Thomas, director of the Goldsboro Housing Authority, said he got involved in the project because he knew there was a need for it.

"A number of the kids this effort would target, live in the housing areas I supervise," he said. "This will be a good learning experience for the kids, not only because of the sports, but learning life skills. I encourage churches, sororities or fraternities to get involved."

Phifer, a baseball enthusiast, has been researching nationwide efforts to revive baseball in the inner cities.

"There are a large number of 'RBI' -- Revitalizing Baseball in the Inner Cities -- all over the country," Phifer said. "It's a beautiful game that has almost been lost in the inner city. The African-American baseball player -- where is he?"

Narron said that many young people might know the name Jackie Robinson, but have no idea what he went through to play baseball. If they join the Goldsboro league, they'll know about Robinson because the league will be named after the baseball great.
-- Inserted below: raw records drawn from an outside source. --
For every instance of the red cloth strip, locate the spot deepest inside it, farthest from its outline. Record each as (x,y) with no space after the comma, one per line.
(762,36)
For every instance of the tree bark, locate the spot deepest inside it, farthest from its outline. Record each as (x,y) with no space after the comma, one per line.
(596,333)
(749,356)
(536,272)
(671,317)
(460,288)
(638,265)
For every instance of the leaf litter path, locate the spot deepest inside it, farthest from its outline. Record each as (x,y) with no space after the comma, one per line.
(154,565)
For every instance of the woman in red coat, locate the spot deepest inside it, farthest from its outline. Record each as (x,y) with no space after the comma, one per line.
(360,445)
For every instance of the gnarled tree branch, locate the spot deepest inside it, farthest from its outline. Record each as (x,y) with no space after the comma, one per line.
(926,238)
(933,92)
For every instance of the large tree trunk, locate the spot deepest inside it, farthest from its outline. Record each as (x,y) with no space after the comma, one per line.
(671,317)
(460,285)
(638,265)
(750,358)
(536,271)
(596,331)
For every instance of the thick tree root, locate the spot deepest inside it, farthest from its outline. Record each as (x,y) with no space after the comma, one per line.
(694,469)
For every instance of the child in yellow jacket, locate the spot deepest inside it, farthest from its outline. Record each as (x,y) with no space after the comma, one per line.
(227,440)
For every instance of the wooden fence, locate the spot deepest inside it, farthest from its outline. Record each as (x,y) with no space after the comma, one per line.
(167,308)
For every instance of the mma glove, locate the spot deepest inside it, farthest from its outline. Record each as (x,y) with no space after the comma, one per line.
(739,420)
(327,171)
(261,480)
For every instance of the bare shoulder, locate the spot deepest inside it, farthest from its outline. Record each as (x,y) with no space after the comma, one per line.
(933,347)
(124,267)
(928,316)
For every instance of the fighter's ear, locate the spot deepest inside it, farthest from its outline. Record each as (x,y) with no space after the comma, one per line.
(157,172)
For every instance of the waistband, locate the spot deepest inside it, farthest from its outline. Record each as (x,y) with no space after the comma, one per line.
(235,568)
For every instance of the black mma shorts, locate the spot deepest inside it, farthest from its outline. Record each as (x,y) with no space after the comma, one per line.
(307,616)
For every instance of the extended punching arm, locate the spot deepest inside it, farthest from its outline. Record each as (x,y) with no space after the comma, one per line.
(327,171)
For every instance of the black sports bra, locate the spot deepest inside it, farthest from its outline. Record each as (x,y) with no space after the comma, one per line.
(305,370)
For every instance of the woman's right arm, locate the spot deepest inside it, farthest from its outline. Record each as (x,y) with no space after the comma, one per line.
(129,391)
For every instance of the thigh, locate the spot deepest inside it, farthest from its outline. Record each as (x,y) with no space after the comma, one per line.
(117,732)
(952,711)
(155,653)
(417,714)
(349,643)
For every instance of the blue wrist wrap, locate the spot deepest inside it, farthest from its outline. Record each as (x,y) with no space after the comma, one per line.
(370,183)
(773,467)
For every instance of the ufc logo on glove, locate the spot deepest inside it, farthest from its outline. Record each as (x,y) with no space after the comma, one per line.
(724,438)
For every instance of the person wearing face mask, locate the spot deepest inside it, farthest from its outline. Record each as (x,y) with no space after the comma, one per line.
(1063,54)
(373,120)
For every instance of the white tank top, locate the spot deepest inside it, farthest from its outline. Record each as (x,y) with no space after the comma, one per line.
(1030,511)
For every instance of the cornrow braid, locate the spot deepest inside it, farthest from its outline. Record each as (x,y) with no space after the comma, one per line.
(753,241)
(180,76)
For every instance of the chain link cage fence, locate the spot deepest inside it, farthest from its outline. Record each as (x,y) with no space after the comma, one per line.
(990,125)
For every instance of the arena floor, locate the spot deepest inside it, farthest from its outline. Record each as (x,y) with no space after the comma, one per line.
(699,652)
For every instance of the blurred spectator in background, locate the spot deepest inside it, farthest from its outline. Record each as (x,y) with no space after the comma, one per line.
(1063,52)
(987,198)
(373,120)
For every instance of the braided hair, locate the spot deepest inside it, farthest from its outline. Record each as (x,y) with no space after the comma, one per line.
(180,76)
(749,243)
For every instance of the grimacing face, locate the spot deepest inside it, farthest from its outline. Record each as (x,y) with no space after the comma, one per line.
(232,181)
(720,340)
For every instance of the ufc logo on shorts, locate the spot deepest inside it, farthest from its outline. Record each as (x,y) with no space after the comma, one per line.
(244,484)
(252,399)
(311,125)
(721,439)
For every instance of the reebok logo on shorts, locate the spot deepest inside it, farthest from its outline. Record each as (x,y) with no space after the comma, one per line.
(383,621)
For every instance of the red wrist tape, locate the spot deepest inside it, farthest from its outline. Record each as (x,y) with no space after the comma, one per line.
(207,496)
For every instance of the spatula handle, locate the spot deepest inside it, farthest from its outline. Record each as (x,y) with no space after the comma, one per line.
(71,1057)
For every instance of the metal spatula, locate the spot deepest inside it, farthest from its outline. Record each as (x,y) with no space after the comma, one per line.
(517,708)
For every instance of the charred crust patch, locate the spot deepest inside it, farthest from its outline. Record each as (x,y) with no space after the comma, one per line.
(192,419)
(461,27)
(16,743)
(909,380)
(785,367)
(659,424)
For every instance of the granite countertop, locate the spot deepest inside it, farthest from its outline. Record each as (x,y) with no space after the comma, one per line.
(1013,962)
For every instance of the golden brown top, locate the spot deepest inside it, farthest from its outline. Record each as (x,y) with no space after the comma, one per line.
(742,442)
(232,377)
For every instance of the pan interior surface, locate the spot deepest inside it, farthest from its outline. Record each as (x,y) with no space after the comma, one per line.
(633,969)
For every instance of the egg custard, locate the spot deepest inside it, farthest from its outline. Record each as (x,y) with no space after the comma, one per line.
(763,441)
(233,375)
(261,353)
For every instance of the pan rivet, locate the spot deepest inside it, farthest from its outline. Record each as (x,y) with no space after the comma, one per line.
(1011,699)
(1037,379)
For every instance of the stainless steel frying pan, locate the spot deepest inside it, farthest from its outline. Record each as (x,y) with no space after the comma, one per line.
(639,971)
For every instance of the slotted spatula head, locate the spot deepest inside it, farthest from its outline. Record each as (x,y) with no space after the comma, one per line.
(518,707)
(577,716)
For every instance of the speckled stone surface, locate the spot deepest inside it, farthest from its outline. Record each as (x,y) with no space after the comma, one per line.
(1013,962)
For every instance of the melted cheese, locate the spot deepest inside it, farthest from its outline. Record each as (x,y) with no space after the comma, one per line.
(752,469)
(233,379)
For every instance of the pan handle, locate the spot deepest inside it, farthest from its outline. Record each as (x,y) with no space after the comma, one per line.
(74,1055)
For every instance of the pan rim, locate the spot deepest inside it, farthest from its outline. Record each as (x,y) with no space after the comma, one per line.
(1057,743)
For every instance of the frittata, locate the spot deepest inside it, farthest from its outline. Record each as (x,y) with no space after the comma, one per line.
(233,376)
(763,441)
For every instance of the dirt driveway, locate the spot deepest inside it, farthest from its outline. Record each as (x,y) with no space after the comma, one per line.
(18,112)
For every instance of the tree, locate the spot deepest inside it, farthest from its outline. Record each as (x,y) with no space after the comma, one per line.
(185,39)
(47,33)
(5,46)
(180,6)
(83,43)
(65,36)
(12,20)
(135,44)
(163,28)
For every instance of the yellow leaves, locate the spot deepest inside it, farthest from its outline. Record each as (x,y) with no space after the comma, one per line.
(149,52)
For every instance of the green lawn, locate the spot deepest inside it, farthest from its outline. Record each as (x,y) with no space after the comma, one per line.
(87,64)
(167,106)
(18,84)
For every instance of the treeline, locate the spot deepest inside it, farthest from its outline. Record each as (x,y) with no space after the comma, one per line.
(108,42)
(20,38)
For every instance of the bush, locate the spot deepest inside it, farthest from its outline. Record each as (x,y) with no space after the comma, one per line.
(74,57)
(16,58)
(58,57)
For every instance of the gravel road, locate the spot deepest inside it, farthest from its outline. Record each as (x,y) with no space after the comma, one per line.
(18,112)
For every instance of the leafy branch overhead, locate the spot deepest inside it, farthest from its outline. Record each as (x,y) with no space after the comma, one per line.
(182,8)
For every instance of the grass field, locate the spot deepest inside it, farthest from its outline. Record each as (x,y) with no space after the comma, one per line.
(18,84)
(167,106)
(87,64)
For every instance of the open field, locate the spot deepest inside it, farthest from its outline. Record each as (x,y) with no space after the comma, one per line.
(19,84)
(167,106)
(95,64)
Phifer said the Goldsboro Jackie Robinson League baseball and softball programs would provide its young players with the opportunity to learn and play quality baseball while developing respect for their coaches, their teammates and opponents and -- most important -- for themselves.

Lane, King and Narron took a trip last fall to find out more about Greenville's successful inner-city baseball league. King said they came back with some good ideas.

"In Greenville they are supported financially by area churches, sororities and fraternities," King said. "They are self-supporting through donations."

Greenville has six teams, composed of around 90 children, and has been in existence for 12 years.

"Greenville has a track record, and we'll copy what's good and what has worked, but drop what hasn't worked," King said.

Both King and Narron say it's essential for baseball players to begin playing the game at an early age.

"It's easier to develop basketball and football skills later on," King said, "but baseball needs to be started young."

Narron says that by the time a youngster reaches 13 or 14, it's much more difficult to teach baseball skills.

"You have to start this at a young age for common-sense reasons," Narron said. "Baseball is a sport where you start building skills at 6, 7, 8 years old. They start playing softball to get the experience and build every year."

King said that at an older age, children have a tendency to back up, or shy away from, the ball.

"It's more difficult, and they'll give up," King said.

The biggest challenge, says King, is not getting money to pay for the equipment or uniforms. It's getting adults to coach and teach players.

Both Narron and King said that volunteers didn't need to know anything about baseball to get involved.

Knowledge of baseball is not a requirement," Narron said. "All we need is a willingness to 'pitch' in and help."